E hanno pensato di festeggiare il loro anniversario con un progetto più ambizioso: un dialogo espositivo tra tre autori, tutti pugliesi, che hanno contribuito con il loro lavoro, a dare visibilità alla loro bellissima regione nel mondo.

Cantiere, una mostra a all’ex Frantoio Oleario di Ostuni

La mostra si chiama CANTIERE, perché si svolge in un cantiere all’interno dell’ex Frantoio Oleario di Ostuni, la Città Bianca, in questi ultimi anni particolarmente gettonata da turisti, vip e stilisti come Dolce & Gabbana che a luglio hanno messo in scena la loro sfilata di Alta Sartoria Maschile.

Cantiere dicevamo, perché ai Flore&Venezia è stato affidato il compito di ristrutturare questo mirabile edificio degli anni Trenta oramai pressoché fatiscente (ancora la destinazione d’uso non è stata rivelata), prima però volevano condividerlo con altri due amici artisti, il fotografo di moda Giampaolo Sgura e l’artista Angelo Filomeno, e poi con tutti coloro che andranno a visitare la mostra.

“Volevamo che il nostro lavoro di architetti, appassionati di arte” racconta Rosanna Venezia, “si confrontasse con quello di Giampaolo Sgura, fotografo di moda attivo in tutto il mondo, che da bambino sognava di fare l’architetto e con Angelo Filomeno artista visivo, un poeta che si esprime con il ricamo”.
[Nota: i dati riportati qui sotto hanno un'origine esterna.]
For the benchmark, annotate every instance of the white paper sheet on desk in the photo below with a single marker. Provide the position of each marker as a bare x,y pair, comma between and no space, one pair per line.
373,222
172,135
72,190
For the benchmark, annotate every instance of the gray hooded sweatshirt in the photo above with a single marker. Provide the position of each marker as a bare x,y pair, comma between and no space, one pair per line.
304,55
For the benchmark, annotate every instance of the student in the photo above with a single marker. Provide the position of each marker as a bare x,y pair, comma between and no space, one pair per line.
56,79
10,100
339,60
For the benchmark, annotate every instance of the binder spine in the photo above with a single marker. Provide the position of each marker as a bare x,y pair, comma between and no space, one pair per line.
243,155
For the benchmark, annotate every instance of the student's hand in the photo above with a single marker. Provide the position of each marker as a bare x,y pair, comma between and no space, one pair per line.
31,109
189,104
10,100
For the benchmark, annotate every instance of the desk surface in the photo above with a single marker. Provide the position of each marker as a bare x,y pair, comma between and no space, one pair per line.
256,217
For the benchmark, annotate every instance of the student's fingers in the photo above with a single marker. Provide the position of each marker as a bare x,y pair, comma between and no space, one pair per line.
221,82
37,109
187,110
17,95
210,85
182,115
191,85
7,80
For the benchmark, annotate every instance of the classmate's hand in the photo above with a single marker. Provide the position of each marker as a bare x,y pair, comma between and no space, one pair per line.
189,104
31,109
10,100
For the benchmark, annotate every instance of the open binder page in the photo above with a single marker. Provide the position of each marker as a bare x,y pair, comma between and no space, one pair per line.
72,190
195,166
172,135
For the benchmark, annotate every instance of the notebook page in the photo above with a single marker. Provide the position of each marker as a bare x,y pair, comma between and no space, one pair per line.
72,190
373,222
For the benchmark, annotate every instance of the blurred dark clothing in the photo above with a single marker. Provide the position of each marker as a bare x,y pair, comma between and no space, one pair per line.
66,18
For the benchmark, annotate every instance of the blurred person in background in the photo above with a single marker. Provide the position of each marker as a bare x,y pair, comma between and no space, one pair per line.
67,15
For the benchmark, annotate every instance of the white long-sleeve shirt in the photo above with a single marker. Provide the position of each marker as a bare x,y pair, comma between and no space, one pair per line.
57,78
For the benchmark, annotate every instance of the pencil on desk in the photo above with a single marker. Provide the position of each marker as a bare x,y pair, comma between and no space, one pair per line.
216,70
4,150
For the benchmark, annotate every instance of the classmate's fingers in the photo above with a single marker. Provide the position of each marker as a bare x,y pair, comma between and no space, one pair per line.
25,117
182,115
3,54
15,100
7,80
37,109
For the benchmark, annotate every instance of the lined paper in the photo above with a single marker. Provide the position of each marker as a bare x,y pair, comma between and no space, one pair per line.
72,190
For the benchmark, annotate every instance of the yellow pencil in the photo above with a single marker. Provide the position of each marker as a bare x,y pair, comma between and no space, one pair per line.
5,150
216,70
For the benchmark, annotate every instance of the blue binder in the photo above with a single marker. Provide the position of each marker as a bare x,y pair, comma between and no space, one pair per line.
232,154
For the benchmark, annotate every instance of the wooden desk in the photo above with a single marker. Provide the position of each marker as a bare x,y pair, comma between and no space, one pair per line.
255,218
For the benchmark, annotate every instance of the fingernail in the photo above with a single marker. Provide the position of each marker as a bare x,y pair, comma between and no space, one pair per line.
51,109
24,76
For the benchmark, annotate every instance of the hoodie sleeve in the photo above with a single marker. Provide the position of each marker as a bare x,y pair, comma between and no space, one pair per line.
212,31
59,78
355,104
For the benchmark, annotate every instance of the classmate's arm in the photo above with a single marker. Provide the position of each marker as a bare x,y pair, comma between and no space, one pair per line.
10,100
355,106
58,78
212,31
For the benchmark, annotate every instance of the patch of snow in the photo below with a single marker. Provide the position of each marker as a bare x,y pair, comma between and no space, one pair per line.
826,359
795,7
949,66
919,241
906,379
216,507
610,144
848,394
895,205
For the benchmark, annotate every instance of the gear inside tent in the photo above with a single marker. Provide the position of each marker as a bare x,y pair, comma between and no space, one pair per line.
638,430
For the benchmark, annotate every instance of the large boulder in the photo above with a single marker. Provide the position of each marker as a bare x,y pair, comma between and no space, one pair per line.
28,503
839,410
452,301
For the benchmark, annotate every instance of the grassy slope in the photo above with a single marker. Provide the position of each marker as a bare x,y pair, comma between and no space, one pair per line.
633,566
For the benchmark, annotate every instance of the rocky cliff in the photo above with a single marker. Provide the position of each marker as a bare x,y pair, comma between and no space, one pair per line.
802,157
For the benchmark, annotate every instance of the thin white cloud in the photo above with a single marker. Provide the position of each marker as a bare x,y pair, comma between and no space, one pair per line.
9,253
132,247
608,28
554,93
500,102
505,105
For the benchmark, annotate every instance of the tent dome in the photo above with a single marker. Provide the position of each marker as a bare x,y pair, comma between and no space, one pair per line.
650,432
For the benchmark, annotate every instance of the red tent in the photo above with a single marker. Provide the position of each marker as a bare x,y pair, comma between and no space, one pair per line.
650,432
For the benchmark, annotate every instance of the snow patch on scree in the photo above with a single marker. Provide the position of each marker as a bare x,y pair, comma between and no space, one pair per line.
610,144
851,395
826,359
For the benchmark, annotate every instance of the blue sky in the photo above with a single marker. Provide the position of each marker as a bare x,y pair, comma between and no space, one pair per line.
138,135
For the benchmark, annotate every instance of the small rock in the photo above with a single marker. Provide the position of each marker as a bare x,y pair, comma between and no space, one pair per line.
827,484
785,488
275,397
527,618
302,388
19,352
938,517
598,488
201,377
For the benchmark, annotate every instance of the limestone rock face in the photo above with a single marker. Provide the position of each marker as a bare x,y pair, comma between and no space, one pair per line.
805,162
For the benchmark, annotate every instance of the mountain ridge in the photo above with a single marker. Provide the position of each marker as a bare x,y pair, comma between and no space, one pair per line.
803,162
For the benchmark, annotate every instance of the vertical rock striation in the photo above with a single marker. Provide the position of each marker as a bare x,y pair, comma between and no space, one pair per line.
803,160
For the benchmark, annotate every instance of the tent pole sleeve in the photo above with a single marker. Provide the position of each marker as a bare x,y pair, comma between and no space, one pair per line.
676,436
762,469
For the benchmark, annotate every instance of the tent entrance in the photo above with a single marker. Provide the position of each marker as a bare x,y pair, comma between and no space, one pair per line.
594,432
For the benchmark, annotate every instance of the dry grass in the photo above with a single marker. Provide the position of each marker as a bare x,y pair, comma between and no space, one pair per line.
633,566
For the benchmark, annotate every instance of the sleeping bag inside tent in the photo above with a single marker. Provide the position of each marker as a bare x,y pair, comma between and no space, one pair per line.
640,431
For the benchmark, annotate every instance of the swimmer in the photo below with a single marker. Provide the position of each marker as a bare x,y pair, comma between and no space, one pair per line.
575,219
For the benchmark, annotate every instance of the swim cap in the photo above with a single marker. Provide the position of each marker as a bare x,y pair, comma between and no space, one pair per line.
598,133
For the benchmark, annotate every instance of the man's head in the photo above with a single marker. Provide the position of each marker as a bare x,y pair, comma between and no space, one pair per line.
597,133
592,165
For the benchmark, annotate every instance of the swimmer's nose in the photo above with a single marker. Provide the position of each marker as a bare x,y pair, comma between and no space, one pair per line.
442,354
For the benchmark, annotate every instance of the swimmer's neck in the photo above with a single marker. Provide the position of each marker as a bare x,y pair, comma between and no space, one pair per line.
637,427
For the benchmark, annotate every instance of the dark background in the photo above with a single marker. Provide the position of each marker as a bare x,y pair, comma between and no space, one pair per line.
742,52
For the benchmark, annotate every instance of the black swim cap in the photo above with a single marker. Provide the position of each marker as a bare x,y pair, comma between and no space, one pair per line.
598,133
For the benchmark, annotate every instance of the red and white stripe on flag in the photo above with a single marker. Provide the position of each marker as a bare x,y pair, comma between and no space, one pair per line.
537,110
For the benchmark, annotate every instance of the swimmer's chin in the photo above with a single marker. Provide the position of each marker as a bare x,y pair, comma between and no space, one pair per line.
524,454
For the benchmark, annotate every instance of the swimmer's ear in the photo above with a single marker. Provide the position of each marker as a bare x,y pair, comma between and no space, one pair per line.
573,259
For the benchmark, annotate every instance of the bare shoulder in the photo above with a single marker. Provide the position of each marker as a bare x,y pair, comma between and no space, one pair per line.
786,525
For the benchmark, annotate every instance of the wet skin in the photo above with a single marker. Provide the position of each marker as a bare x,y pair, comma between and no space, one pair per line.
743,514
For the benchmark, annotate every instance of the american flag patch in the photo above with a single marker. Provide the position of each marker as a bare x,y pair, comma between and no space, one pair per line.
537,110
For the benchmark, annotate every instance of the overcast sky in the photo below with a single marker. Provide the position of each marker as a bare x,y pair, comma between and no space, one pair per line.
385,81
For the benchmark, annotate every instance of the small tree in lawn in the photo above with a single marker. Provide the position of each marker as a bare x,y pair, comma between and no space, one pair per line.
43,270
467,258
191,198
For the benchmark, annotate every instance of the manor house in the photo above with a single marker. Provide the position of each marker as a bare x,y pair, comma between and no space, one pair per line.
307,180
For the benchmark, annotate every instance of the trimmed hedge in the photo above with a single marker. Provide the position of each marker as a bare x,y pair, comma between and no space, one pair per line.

Un sottile intreccio di relazioni, aspirazioni e sogni tradotti in disegni architettonici realizzati a mano (dagli architetti), “prima della tecnica c’è sempre un gesto emozionale”, spiega Aldo Fiore; in arazzi, con fili iridescenti e preziosi (da Angelo Filomeno) che segnano i piani delle sue composizioni, spesso con architetture e paesaggi impossibili e con immagini (Giampaolo Sgura), dove i soggetti sono toccati da una luce morbida che amplifica il momento seducente tra fotografo e modello, quel momento irripetibile che rappresenta l’inizio di un racconto e di un sogno.